By Paul Fildes, Principal

I cannot quite believe that it is already that time of year where I take a moment to look back and reflect on the year and put forward my annual Christmas Musings!

The year 2023 has unfortunately had less ups than downs, been politically charged and has seen some ‘changing of the guards’.  From the devastating Israel / Gaza conflict to the unsuccessful Voice referendum, the Commonwealth Games fiasco, the continuing interest rate hikes, the Optus crash (which came on the heels of the cyber hack the previous year), to Dan Andrews and Alan Joyce’s retirements, Phillip Lowe’s ousting and the deaths of Father Bob, Barry Humphries, Jock Zonfrillo and Ron Barassi to name a few; it has certainly been a year of crisis, outrage, shock and sadness mixed with wry amusement, ‘told you so’ head shaking and mild confusion.

There have also been some positives, which I chose to focus on in this year’s musings.  Paul McCartney toured Australia in November to prove age is no barrier and Taylor Swift announced an Australian Tour in 2024 (unfortunately I missed out on tickets..), King Charles was coronated (I am British, after all), we learned about Prince Harry’s frostbitten “todger” thanks to the release of Spare (information I never knew I needed), and it was announced that the Ozone is repairing itself.  On a sporting front, the Aussies won the Cricket World Cup in a thrilling final and the Diamonds are Netball world champions (we won’t discuss the Wallabies).
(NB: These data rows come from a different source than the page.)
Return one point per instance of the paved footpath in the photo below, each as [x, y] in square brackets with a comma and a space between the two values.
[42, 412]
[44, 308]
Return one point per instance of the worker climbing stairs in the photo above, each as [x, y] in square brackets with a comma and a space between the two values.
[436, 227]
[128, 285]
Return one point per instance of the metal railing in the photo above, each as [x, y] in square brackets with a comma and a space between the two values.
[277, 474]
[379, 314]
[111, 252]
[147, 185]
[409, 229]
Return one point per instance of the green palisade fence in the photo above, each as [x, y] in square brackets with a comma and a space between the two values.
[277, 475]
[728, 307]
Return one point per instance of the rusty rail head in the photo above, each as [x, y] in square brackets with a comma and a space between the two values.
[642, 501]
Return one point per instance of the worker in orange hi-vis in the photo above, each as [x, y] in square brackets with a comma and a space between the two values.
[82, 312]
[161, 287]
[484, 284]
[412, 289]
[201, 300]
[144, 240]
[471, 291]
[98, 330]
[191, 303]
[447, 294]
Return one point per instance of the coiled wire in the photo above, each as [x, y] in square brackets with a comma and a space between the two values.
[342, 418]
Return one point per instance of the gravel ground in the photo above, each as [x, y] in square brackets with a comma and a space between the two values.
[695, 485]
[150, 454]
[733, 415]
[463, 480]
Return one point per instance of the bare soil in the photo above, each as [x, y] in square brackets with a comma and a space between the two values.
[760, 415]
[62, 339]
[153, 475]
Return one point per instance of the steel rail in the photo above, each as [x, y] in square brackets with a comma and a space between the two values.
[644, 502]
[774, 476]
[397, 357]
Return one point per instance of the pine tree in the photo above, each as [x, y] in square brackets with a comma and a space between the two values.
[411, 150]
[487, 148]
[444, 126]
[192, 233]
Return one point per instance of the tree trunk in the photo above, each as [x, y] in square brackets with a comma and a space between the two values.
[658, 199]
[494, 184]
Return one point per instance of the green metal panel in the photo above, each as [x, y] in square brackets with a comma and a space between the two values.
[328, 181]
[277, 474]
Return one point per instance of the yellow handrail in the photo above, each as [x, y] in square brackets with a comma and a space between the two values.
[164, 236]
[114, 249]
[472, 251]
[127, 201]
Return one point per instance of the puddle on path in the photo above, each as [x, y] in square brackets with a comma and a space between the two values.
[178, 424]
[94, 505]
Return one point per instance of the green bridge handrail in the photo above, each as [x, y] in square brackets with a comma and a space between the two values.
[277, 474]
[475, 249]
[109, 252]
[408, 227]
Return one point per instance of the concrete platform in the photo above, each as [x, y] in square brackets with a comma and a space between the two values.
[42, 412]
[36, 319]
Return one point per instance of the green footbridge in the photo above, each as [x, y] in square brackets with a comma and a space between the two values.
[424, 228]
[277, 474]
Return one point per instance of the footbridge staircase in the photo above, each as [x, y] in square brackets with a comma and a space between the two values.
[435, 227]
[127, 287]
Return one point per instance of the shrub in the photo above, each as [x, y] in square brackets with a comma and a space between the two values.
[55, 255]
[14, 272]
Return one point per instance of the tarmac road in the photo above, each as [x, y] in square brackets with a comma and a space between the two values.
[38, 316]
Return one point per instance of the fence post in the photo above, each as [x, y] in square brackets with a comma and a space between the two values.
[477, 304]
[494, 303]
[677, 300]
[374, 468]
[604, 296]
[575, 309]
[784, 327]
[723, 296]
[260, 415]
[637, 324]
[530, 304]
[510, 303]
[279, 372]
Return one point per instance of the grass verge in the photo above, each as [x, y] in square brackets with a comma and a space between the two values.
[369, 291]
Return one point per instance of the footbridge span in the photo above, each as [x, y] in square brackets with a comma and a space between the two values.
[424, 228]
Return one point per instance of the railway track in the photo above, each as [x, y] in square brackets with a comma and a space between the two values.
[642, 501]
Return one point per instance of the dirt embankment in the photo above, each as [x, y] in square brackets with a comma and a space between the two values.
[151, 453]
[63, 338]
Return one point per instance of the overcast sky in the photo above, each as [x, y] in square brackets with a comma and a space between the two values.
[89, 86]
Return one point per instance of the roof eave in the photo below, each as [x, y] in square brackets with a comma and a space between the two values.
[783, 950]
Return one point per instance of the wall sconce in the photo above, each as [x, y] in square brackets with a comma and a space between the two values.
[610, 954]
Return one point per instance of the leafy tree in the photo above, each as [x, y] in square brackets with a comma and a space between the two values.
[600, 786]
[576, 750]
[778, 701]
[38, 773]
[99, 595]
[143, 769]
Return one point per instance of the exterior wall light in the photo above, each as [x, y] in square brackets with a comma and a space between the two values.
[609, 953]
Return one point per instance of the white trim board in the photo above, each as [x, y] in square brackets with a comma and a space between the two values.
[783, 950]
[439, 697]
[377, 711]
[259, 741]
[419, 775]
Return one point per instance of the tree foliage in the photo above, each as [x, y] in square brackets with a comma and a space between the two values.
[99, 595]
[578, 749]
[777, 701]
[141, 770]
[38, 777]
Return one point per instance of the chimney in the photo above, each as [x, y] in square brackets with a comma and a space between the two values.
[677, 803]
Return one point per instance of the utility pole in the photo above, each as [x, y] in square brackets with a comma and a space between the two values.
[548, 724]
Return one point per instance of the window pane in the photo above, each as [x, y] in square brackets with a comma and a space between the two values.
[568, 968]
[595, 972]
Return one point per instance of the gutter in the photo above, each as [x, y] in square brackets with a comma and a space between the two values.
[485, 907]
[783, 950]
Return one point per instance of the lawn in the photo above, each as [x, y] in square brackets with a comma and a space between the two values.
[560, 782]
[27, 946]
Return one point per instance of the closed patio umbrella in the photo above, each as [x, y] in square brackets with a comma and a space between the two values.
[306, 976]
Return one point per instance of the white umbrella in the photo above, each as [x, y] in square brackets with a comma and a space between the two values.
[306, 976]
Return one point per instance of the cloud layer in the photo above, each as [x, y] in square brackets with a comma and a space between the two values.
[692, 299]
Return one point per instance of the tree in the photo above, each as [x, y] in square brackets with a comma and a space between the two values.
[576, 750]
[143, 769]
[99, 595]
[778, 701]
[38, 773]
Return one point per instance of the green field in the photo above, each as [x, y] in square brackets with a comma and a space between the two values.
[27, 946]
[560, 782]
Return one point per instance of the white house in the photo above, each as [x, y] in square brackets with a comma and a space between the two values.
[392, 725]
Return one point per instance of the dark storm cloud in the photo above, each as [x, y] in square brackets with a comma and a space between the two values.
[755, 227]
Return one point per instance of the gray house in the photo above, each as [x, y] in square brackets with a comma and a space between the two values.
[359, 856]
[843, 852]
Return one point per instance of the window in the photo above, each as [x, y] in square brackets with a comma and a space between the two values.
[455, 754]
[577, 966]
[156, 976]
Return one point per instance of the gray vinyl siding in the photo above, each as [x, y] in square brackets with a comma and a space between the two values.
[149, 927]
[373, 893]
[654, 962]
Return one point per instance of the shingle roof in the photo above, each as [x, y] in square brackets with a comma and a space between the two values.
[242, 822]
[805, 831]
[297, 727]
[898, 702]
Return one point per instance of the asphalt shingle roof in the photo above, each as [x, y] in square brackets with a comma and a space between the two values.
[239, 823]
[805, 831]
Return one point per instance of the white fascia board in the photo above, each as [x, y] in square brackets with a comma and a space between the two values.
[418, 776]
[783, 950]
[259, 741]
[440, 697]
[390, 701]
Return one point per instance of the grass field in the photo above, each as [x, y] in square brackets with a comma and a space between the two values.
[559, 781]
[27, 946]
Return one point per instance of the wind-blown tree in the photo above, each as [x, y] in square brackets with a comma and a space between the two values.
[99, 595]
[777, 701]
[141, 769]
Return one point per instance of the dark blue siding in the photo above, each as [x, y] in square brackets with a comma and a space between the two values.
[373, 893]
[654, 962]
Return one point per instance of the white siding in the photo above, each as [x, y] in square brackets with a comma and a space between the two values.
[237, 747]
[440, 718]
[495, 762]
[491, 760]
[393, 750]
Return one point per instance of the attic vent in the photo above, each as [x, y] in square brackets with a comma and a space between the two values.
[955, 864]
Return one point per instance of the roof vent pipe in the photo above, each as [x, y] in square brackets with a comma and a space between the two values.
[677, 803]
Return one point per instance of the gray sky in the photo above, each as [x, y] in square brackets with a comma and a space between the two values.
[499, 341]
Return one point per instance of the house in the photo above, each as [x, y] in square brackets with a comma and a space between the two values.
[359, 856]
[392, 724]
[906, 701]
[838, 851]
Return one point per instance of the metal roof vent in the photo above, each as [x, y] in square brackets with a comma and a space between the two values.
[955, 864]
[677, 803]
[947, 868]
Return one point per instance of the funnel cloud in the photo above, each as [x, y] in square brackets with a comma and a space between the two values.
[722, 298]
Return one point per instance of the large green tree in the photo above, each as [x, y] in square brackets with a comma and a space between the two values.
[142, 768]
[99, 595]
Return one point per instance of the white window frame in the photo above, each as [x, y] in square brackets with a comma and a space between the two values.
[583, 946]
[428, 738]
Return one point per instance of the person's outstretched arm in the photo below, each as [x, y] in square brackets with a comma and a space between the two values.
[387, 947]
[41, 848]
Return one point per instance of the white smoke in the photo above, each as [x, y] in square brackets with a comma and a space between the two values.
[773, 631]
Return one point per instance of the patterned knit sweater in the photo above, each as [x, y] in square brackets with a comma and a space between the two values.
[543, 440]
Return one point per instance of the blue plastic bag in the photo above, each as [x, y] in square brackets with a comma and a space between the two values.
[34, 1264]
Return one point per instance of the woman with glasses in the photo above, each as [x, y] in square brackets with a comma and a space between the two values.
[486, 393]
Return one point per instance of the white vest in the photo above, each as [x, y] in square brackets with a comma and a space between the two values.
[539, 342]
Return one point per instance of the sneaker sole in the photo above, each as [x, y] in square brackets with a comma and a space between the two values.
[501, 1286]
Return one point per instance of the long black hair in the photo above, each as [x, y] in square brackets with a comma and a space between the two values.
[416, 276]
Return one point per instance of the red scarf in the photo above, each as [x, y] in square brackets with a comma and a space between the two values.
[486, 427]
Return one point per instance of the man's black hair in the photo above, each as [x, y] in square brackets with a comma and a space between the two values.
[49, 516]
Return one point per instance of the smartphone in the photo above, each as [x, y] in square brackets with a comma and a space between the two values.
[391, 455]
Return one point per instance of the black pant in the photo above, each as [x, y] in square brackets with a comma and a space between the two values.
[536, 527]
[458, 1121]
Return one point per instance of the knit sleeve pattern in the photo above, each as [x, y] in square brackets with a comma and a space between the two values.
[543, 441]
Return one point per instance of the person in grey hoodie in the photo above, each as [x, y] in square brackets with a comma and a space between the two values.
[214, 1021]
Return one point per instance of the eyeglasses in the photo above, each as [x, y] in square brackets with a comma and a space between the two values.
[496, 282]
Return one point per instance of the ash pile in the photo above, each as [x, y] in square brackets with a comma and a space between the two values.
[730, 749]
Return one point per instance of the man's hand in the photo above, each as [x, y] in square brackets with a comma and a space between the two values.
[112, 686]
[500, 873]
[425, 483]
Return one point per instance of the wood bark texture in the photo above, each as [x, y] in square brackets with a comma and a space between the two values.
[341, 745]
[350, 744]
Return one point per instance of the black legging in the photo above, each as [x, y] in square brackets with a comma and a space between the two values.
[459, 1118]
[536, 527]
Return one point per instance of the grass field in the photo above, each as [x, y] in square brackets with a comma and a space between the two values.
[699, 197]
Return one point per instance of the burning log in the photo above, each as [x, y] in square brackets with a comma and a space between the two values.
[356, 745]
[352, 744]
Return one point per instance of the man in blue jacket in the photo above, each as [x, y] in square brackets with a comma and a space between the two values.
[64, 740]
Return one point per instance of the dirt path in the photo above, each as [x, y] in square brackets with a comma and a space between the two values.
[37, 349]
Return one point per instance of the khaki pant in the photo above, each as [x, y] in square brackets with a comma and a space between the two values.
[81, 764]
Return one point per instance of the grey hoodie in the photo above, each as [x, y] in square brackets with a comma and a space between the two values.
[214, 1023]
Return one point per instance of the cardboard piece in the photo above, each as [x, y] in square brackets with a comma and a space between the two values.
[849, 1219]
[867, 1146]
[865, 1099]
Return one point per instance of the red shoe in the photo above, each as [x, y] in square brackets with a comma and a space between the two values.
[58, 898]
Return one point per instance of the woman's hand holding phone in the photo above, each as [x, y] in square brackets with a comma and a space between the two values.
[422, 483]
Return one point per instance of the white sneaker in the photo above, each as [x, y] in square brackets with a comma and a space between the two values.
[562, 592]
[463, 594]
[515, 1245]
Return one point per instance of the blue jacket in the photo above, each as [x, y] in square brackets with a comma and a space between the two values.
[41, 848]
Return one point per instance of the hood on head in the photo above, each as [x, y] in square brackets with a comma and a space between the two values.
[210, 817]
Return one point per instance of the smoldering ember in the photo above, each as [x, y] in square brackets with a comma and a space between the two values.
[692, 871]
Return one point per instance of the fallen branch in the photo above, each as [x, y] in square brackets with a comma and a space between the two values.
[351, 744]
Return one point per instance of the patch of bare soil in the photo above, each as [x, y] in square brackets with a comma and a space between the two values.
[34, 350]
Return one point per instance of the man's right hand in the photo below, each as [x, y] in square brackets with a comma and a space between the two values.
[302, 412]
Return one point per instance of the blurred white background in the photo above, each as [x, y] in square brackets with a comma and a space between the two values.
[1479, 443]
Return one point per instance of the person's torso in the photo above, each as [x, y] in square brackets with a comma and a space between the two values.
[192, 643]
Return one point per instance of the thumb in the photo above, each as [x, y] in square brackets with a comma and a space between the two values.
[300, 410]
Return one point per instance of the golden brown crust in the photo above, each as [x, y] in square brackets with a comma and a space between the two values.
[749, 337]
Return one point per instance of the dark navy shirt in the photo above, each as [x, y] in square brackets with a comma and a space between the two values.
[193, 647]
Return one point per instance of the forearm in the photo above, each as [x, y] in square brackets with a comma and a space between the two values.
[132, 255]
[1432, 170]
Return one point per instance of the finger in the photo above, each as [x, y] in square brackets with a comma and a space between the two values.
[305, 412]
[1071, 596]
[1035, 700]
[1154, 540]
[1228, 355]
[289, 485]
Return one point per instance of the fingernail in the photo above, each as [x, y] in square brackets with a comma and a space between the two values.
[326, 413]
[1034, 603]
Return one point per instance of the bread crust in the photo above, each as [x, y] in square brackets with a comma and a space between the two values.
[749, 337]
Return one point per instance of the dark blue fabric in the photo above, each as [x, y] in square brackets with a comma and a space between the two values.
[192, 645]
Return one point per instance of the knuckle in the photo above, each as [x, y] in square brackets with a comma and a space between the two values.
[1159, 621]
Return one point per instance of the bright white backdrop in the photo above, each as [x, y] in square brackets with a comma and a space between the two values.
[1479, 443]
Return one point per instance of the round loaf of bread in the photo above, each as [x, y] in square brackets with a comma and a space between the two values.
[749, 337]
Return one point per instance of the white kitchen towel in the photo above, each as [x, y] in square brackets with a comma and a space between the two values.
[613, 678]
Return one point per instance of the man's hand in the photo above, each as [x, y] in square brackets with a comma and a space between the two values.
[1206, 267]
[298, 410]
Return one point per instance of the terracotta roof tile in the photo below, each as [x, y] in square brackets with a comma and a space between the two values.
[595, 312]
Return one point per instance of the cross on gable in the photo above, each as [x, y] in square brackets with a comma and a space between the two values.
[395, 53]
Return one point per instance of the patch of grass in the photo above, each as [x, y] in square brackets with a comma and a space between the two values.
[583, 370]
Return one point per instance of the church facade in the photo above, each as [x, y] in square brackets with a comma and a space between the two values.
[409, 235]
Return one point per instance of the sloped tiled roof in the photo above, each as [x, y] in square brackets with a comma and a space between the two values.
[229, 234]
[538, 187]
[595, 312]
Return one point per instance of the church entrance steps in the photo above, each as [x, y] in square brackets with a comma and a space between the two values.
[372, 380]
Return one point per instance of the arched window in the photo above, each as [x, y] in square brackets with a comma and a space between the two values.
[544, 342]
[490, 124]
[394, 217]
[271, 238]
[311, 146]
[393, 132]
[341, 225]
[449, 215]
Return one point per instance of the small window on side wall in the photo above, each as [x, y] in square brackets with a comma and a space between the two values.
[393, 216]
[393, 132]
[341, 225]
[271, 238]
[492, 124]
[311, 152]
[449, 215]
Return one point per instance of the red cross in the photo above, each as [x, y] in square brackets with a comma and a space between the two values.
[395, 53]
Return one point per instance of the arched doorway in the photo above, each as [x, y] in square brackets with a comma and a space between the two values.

Meanwhile in family law land, TCF was once again ranked as First Tier nationally by Doyle’s Guide for 2024, and I was also once again ranked as preeminent in Family Law both in Victoria and nationally, which is a positive note to round out the year. In the new year the focus will turn to the impact of the recent amendments to the Family Law Act and the effect these will have on parties involved in (or contemplating) parenting litigation.  The objects of the Act have been simplified and the legislative pathway will be much easier to follow.  It will take some time for family lawyers to work out the possible implications of the new legislation which will come into effect in the second half of 2024.  In my opinion the Full Court will need to provide guidance on relocation cases and I suspect that the Court will move away from shared-care arrangements with the non-primary parent enjoying somewhere between four nights and five nights out of 14 in a standard parenting case.  Family lawyers will also be following the Family Law Amendment Bill No 2, which will deal with property reforms.  It appears that the four-step process which is so familiar to family lawyers will be codified and family violence will be considered by the Court both at the contributions and future needs stage. 

In summary, and clearly reflective of current social norms, safety will be a key feature in parenting matters and family violence a real consideration in the property jurisdiction. 

I wish you all a safe and happy festive season.